The most difficult challenge to the ideal is its transformation into reality...William Gaddis, The Recognitions.

I end my nights with Gaddis, not knowing now how I ever lived without him.

I don't know that I've ever read a book like The Recognitions, in which there's a book in almost every sentence.

Thank you Dan DeVries for leading me to Gaddis, though I don't think you were really leading me, that in reality you were only mentioning a writer from whom you got a great deal as a reader.

I talk to get something off my mind.

I write to get something into my mind.

I realize that I read for the same reason I write, not "for information" as C. says he reads, an admirable reason for reading, but for transformation.

Last night I was watching the US Open on tv. I googled James Blake, who announced his retirement from professional tennis the day before the tournament began and was deep into the 5th set against Ivo Karlovic, who I googled after I googled James Blake. There was information there and I was grateful for it.

I'm doing a lot of reading about the classical world--Werner Jaeger's Paideia, Mary Beard, Ingrid Rowland, the Oxford Dictionary of The Classical World, a book which I can open anywhere and get more information from one page than I know what to do with--because I'm doing a lot of writing about the classical world.

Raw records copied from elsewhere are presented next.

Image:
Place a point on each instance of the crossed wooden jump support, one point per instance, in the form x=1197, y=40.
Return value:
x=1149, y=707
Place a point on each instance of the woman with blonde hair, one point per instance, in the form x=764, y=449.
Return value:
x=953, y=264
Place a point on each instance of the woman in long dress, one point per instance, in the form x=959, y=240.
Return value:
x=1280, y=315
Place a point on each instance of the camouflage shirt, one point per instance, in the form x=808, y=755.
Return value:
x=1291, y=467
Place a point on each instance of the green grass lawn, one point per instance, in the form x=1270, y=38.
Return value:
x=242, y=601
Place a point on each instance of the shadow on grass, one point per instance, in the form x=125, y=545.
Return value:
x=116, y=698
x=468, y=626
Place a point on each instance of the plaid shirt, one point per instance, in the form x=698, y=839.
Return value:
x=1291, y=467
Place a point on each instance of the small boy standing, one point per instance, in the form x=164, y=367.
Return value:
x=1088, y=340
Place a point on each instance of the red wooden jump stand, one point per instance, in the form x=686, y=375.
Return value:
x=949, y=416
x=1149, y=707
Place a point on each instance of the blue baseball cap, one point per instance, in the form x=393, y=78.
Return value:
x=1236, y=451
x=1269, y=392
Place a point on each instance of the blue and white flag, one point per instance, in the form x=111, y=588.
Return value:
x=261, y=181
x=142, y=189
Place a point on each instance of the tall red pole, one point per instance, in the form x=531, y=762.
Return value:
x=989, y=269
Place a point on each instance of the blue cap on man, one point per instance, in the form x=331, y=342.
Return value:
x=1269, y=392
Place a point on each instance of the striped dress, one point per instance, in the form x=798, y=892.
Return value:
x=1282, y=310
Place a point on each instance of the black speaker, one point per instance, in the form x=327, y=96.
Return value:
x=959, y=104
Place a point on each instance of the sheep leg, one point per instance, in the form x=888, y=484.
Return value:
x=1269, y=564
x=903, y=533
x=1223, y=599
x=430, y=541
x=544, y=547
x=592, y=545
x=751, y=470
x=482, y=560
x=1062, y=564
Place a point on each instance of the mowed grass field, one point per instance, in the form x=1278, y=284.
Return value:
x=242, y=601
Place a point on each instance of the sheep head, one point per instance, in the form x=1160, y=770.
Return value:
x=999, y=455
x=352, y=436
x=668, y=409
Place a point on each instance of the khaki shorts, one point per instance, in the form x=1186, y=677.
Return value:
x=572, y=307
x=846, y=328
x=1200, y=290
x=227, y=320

I think of the classical world as a place I would have liked living in, perhaps more than I like living in the world I'm actually living in. I'd live in Miletus on the southwest coast of what is now Turkey and talk with Anaximander, a philosopher who rejected both Air and Water as being the 'first principle'of life and chose instead apeiron, not a definite element but which (in his own words) "includes everything in itself, and guides everything."  It was the first time a human being conceived of a cosmos, a community whose meaning and purpose is the continuous process of coming-to-be and passing-away.

I read this concept as a grand ideal, a discovery that has nothing to do with telescopes or any other kind of empirical research but could only be made in the depths of the human soul: the idea that Being is divine, despite the terror of impermanence and annihilation that Anaximander lived with in his time and that I live with in mine.